Tips On Eating: LUNCH & SNACK

First off I need to remind y’all that I am not a: DOCTOR, NUTRITIONIST, or anyone that really knows anything.

This is a follow-up to my BREAKFAST post last week, feel free to read that one first. So today Im going to talk a bit about what I eat in the afternoon, lunch, brunch, snack whatever you want to call it. They say you should eat the biggest meal in the AM and then do mini meals through out the day, this is why I wouldnt necessarily call it a full on lunch or just a little snack, these are more mini meals. I work monday through friday 6:00 to 2:30, which means I eat breakfast between 4:30 and 5:00 am and then I take my morning break at around 8:30. For this break Im almost always hungry, and I full on give into that hunger. I dont need a mini meal but I do need something, usually a piece of fruit or a fiber one bar. Sometimes I have coffee and a low-cal muffin (I havent bought them yet but I hear Vita Muffins are excellent) and sometimes I have a Lara Bar or I eat a few bites of my actual lunch. The 8am snack for me is pretty important, on weekends Im rarely up at 8am so thinks are a bit different (Ill talk more on this later).

lunch-lady-action-figure

Anyways I have one weird lunchtime quirk: I HATE LUNCHROOMS! eeeew! They smell like weird food microwaving, theyre awkward and boring, I hate them! So I usually just eat in my car. I actually avoid foods that I have to microwave (and right now its cold enough that I can leave food in my car without it going bad) so I dont have to go into the dreaded lunchroom. Lunch for me is my third “eating session” of the day, so I really dont need to pound down a bunch of food, not to mention for me its only 10am, so I hardly feel like eating a ton. I often try to make a huge batch of something that I put in 5 containers on Sunday so I dont have to think much about this during the week. Here are a few of my lunch go to’s:

-One bag of frozen mixed veggies, 2 (uncooked) cups brown rice, shrimp or chicken all stir fried in a little hoisen or teriyaki sauce. Divide into 5 containers. Lunch done for a week. This is my #1 lunch.

Smart Ones Frozen meals

WW Tuna Fish sandwich on a Sandwich thin (Ill eat two of these)

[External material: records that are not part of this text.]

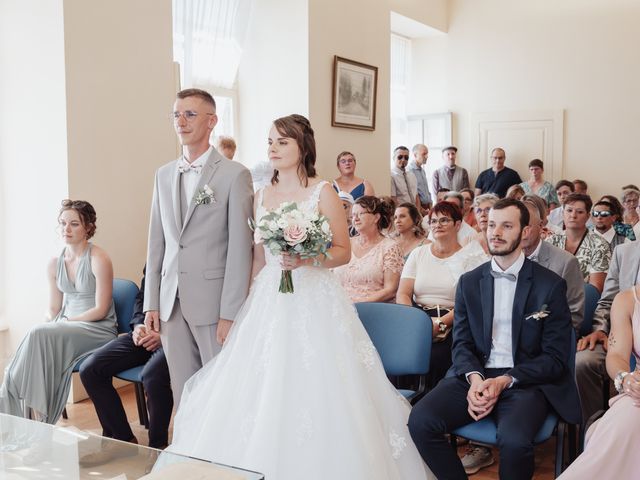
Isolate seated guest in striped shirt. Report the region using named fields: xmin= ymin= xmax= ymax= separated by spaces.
xmin=546 ymin=193 xmax=611 ymax=292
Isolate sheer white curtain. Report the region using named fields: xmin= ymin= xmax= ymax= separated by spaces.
xmin=173 ymin=0 xmax=252 ymax=89
xmin=173 ymin=0 xmax=253 ymax=140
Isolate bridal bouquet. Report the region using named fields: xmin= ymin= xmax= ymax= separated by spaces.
xmin=249 ymin=202 xmax=331 ymax=293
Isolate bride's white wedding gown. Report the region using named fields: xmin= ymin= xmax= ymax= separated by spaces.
xmin=168 ymin=182 xmax=435 ymax=480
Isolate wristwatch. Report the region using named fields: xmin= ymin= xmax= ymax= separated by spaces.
xmin=613 ymin=372 xmax=629 ymax=393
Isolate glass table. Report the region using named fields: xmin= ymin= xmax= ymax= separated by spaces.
xmin=0 ymin=414 xmax=264 ymax=480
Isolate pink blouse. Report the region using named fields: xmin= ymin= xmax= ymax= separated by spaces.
xmin=333 ymin=238 xmax=404 ymax=303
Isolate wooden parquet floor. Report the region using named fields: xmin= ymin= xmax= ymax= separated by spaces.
xmin=58 ymin=385 xmax=555 ymax=480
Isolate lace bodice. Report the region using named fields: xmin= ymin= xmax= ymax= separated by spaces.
xmin=334 ymin=238 xmax=404 ymax=302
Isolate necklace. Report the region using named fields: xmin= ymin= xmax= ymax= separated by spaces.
xmin=356 ymin=235 xmax=384 ymax=249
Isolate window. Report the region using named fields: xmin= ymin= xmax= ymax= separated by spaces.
xmin=389 ymin=33 xmax=411 ymax=157
xmin=173 ymin=0 xmax=252 ymax=143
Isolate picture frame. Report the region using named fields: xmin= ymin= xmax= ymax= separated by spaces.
xmin=331 ymin=55 xmax=378 ymax=130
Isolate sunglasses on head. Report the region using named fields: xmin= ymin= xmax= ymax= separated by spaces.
xmin=591 ymin=210 xmax=613 ymax=218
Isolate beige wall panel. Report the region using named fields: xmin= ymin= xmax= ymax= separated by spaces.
xmin=64 ymin=0 xmax=175 ymax=283
xmin=410 ymin=0 xmax=640 ymax=196
xmin=309 ymin=0 xmax=391 ymax=194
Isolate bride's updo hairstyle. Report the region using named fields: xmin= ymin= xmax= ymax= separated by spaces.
xmin=271 ymin=113 xmax=316 ymax=187
xmin=355 ymin=195 xmax=396 ymax=231
xmin=58 ymin=199 xmax=97 ymax=240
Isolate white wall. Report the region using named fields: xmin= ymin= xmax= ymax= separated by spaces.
xmin=64 ymin=0 xmax=176 ymax=283
xmin=389 ymin=0 xmax=449 ymax=32
xmin=0 ymin=0 xmax=67 ymax=356
xmin=0 ymin=0 xmax=175 ymax=363
xmin=410 ymin=0 xmax=640 ymax=196
xmin=236 ymin=0 xmax=309 ymax=167
xmin=309 ymin=0 xmax=391 ymax=194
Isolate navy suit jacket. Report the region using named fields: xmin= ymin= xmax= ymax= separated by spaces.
xmin=452 ymin=259 xmax=581 ymax=423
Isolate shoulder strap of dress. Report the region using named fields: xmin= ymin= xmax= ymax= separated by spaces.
xmin=257 ymin=187 xmax=266 ymax=208
xmin=310 ymin=180 xmax=329 ymax=203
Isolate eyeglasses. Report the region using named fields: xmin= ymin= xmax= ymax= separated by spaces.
xmin=429 ymin=217 xmax=453 ymax=227
xmin=169 ymin=110 xmax=215 ymax=123
xmin=591 ymin=210 xmax=613 ymax=218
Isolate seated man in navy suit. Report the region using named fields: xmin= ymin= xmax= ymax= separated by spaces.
xmin=80 ymin=266 xmax=173 ymax=467
xmin=409 ymin=199 xmax=580 ymax=480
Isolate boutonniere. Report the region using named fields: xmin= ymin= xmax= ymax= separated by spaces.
xmin=525 ymin=303 xmax=551 ymax=322
xmin=193 ymin=184 xmax=216 ymax=206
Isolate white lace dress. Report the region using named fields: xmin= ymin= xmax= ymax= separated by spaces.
xmin=169 ymin=182 xmax=435 ymax=480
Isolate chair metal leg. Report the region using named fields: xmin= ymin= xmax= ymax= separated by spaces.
xmin=554 ymin=422 xmax=565 ymax=478
xmin=567 ymin=424 xmax=580 ymax=466
xmin=604 ymin=376 xmax=611 ymax=408
xmin=135 ymin=383 xmax=149 ymax=430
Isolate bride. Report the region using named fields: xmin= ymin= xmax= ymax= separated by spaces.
xmin=168 ymin=115 xmax=433 ymax=480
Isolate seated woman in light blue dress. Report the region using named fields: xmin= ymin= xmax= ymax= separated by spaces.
xmin=520 ymin=158 xmax=560 ymax=210
xmin=333 ymin=152 xmax=375 ymax=201
xmin=0 ymin=200 xmax=116 ymax=424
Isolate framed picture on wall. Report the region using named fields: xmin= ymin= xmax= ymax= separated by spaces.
xmin=331 ymin=55 xmax=378 ymax=130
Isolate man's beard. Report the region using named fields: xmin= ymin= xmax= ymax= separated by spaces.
xmin=487 ymin=232 xmax=522 ymax=257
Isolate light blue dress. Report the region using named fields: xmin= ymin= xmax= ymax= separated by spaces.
xmin=520 ymin=178 xmax=560 ymax=206
xmin=0 ymin=244 xmax=116 ymax=424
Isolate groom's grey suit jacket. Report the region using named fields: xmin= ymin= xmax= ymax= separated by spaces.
xmin=144 ymin=149 xmax=253 ymax=325
xmin=593 ymin=240 xmax=640 ymax=335
xmin=538 ymin=241 xmax=584 ymax=334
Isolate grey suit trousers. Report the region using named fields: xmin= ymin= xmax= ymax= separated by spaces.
xmin=160 ymin=298 xmax=222 ymax=408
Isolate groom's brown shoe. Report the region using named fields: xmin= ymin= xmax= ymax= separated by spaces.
xmin=79 ymin=437 xmax=138 ymax=468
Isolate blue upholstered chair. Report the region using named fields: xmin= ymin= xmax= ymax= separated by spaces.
xmin=355 ymin=302 xmax=433 ymax=403
xmin=62 ymin=278 xmax=149 ymax=428
xmin=451 ymin=328 xmax=579 ymax=477
xmin=579 ymin=283 xmax=600 ymax=337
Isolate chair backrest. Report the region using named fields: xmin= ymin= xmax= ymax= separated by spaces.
xmin=355 ymin=302 xmax=433 ymax=375
xmin=580 ymin=283 xmax=600 ymax=336
xmin=113 ymin=278 xmax=140 ymax=333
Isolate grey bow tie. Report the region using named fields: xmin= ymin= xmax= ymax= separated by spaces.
xmin=178 ymin=160 xmax=202 ymax=174
xmin=490 ymin=270 xmax=517 ymax=282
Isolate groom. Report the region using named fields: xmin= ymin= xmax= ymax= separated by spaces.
xmin=409 ymin=199 xmax=580 ymax=480
xmin=144 ymin=88 xmax=253 ymax=405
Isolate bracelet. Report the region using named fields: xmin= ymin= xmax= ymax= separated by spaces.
xmin=613 ymin=372 xmax=629 ymax=393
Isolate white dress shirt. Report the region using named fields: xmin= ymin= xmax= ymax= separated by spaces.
xmin=177 ymin=146 xmax=213 ymax=204
xmin=527 ymin=239 xmax=542 ymax=263
xmin=593 ymin=227 xmax=616 ymax=244
xmin=485 ymin=252 xmax=524 ymax=368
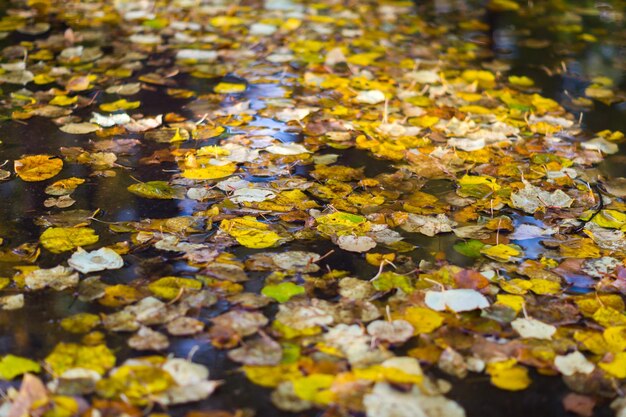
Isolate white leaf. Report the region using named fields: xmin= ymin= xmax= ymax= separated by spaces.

-Big salad with fish or shrimp

I add fruit and a big bottle of water to most of these. Ill sometimes eat a 100 cal snack pack if I want some “Junk food” after lunch. So by noon I have consumed most of my meals for the day! Ha, sometimes this sucks especially around 4:00 when Im getting pretty hungry for dinner but its not quite time. Prior to doing WW sometimes I would just “graze through dinner” on snackie garbage and never actually eat anything good for me. Now I find the best way to avoid the “graze” is to not have snack foods in my house. True story people. If I have it in the house I will eat it, so we just dont. Well sometimes we will by 100 calorie cakes and then we eat them all in two days and I realize why things like that should never come into my house. So if Im starving by 4pm these are things Ill eat:

-Fruit. Have I mentioned this enough yet?

-3 slices of low fat swiss cheese (sometimes Ill add a healthy cracker and sometimes not, never more than 10 crackers)

-Almonds (a handful will do)

-Cucumbers in olive oil and balsamic

-Tuna sandwich

-A bowl of cereal

-A small salad

-Fiber one Bar

-Leftovers (yup, just a smallish cup or bowl of whatever was last night)

So as you can see I eat more or less about every 2-3 hours. If Im gonna “go hungry” its going to be after dinner, I actually enjoy feeling a little hungry when going to bed, and it always makes the number on the scale good in the morning.  Now besides after dinner there is rarely a time when I let myself get STARVING. I find that eating small amounts every 2-3 hours keeps that away so I dont freak out and eat everything in the house!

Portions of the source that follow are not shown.